Typically held in the House Chamber, the State of the Union is an opportunity for the president to address the United States, as well as a joint session of the United State Congress, at the beginning of each calendar year. The speech often includes an economic report and allows the president to discuss national priorities.
While Trump announced Friday that he would sign a temporary funding bill to reopen the government (which expires Feb. 21) Pelosi is standing strong in her stance to postpone the speech, citing security concerns.
“What I said to the president is when the government is opened we will discuss a mutually agreeable date,” Pelosi said.
Pelosi announced Monday that the State of the Union will be held on Feb. 5 at the Capitol.
So, on the Tuesday of what would have been Trump’s second State of the Union, what should the president see as a priority?
In 2018, Trump dedicated a large portion of his speech to a recently passed tax reform bill.
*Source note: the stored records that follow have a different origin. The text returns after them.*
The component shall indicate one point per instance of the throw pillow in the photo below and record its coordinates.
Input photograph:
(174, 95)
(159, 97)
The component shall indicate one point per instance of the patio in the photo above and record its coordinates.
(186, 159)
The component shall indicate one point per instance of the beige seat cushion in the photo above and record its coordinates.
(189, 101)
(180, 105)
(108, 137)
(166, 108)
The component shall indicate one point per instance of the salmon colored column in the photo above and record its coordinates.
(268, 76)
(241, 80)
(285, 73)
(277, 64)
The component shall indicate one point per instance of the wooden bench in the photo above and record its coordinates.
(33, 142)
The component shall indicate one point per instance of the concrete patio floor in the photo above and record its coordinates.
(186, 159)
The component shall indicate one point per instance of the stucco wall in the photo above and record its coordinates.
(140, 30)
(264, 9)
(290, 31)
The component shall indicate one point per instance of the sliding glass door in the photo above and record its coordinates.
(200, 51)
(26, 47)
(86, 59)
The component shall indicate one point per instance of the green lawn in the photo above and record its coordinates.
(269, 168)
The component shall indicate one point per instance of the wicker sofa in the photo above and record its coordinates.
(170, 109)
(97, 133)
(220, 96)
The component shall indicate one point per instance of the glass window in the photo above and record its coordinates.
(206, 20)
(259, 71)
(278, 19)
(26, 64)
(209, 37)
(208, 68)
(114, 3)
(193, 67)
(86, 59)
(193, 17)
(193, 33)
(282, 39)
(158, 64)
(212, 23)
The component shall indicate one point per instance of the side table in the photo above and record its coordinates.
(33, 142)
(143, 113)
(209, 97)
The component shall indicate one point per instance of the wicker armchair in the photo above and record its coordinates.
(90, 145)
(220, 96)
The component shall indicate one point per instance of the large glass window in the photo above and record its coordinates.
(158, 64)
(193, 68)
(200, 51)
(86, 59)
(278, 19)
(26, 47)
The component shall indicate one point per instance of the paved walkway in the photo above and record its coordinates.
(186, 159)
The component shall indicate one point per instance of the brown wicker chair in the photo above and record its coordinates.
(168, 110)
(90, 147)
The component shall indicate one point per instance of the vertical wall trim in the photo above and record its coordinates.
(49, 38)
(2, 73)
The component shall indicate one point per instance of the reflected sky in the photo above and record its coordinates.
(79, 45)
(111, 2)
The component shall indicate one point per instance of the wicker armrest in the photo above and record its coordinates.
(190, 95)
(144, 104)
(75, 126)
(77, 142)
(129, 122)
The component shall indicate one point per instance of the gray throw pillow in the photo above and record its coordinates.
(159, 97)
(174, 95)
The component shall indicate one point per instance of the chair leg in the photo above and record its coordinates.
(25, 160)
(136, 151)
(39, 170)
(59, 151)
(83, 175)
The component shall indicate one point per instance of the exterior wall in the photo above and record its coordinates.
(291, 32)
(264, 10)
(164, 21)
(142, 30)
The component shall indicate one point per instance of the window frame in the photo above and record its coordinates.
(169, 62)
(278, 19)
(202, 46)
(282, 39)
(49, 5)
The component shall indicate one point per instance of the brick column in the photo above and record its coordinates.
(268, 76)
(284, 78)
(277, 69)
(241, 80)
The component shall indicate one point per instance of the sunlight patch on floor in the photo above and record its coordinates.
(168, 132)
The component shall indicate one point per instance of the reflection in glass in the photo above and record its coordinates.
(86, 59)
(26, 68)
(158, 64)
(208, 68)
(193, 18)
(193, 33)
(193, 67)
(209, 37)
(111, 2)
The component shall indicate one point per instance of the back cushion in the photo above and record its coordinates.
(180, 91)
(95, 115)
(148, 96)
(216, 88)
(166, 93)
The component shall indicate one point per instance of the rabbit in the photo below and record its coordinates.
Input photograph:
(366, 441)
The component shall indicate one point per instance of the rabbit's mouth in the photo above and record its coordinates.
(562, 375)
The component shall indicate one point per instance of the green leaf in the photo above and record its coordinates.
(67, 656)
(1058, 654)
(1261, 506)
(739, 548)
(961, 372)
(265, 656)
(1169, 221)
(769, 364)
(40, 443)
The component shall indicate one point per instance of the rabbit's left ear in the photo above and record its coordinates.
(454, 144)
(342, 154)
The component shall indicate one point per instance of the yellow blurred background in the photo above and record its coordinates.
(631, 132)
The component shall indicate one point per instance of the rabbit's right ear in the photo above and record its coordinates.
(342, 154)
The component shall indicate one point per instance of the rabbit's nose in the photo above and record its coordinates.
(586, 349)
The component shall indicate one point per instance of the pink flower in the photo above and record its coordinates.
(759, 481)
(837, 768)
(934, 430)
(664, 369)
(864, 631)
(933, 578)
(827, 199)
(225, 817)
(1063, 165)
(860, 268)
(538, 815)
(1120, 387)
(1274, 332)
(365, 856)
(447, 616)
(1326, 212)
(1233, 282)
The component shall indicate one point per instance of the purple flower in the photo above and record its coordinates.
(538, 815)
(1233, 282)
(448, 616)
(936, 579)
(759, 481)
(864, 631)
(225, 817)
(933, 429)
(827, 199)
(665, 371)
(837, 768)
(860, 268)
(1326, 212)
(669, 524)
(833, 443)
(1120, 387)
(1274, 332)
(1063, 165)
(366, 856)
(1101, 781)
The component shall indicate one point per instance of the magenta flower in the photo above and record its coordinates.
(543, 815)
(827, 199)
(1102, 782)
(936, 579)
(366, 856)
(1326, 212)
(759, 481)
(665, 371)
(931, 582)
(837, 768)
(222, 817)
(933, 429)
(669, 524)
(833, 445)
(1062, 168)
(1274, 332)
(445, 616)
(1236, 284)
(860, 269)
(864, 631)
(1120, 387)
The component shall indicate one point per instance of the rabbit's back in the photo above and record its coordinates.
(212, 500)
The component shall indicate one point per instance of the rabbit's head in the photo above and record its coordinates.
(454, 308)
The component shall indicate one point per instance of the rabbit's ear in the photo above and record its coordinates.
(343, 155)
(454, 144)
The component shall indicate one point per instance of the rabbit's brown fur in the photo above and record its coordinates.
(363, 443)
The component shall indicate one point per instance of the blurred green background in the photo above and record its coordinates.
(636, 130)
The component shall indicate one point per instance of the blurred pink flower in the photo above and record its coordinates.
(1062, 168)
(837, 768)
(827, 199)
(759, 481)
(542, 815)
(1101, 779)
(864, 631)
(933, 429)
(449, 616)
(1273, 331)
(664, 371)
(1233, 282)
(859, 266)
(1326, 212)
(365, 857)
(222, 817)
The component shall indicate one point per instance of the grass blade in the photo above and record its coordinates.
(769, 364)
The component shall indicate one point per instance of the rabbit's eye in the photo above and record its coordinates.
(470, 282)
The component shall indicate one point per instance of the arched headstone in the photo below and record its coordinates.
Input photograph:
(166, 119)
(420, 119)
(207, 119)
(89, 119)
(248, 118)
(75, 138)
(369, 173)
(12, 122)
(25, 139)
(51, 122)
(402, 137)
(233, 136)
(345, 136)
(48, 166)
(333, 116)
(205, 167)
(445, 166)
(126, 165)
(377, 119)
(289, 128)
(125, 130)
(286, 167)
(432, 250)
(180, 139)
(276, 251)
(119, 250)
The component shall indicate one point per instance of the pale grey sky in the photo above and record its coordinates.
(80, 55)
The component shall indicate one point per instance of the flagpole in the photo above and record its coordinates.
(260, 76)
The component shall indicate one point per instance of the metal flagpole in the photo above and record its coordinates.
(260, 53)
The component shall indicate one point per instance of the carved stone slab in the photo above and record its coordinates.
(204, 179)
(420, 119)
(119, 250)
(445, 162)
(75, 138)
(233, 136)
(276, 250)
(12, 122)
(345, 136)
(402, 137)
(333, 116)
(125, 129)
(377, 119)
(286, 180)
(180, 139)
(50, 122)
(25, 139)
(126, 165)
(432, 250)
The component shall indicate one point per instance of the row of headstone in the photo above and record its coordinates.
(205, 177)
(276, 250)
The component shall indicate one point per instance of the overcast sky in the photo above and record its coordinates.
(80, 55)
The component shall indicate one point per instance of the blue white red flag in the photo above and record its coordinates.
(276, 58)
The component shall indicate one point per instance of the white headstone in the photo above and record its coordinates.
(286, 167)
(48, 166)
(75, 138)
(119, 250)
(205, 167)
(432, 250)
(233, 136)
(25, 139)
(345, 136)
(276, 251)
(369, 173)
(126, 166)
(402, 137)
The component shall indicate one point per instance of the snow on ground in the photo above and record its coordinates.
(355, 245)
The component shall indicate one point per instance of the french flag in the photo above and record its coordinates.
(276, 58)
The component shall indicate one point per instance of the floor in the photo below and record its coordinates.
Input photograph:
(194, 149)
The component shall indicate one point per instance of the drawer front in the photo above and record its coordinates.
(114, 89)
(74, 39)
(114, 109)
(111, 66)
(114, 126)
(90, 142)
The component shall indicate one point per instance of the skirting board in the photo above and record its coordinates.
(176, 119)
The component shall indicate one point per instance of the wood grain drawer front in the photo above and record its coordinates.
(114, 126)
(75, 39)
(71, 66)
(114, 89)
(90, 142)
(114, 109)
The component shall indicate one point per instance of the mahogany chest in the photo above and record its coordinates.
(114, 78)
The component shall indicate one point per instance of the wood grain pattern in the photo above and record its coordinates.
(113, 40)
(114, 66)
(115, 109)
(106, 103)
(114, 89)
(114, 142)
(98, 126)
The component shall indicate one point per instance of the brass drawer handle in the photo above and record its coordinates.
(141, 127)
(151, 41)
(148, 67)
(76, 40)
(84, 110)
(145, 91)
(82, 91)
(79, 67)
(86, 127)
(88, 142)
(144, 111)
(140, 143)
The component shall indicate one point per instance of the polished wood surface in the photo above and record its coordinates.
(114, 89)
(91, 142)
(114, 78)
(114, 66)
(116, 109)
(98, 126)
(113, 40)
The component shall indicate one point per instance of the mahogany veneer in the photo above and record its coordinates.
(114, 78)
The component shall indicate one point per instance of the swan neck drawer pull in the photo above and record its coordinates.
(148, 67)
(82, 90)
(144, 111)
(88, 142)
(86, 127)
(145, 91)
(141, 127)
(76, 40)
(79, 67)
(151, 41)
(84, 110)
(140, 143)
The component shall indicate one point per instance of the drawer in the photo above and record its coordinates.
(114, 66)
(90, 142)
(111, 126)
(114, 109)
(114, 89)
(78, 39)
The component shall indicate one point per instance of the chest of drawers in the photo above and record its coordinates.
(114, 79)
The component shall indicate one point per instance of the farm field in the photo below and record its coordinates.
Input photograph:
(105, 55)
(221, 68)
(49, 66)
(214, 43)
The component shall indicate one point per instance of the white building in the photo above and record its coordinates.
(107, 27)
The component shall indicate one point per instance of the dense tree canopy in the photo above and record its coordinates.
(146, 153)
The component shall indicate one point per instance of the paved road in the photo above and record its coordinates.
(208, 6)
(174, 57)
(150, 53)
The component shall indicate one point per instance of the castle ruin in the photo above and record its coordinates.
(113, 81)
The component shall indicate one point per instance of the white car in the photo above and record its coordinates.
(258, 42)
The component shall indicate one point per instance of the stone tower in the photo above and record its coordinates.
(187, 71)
He also focused on job growth and touted a 45-year low in unemployment, specifically in African American communities.
Immigration, as one might have guessed, was also a central to Trump’s State of the Union. In his speech, the president expressed interest in moving toward a merit-based visa system and ending “chain migration,” which prioritizes the immigration of families who are already stateside.
A year later, the state of the nation is similar. Yet, a lot has changed.
In October, the Intergovernmental Panel on Climate Change released a bombshell climate report that predicted a strong risk of environmental crisis by 2040.
This report came off the heels of a continued disinvestment in environmental change by the Trump administration, including billions of dollars spent to quench the California wildfires that ravaged the state throughout the summer and into the fall.
Additionally, there were 340 reported mass shootings in 2018 and 14,647 deaths due to gun violence at a national level.
Opioids continue to ravage the nation, becoming one of the biggest health epidemics facing the United States, with rates of opioid-linked fatal overdoses having nearly doubled in the past decade and topping 70,000 deaths in 2017.
Immigration is one of the top issues facing the United States, as the decision on how to manage the southern border has become a deeply divisive, partisan topic and a large component of the 35-day partial government shutdown.
There should be no debate that America needs real immigration reform. Over the summer, thousands of immigrants were detained after the Trump administration instituted a “zero-tolerance” policy with little to no action plan following the ruling.
He then turned his focus to border wall funding, something Trump campaigned on in full force while vying for the presidency.
Unless Trump has a real plan for immigration, one that meets the needs of both Republicans and Democrats, he should resist using the State of the Union as a platform to talk about this issue. He has proven consistently his inability to compromise, even when the lives of 800,000 Americans are negatively impacted.
So, on the night of what would have been Trump’s State of the Union, the ISD Editorial Board encourages you to write to your elected officials and make sure than in 2019 your representatives understand the real issues facing Americans — not those manufactured by cherry-picked crime statistics or incomplete truths.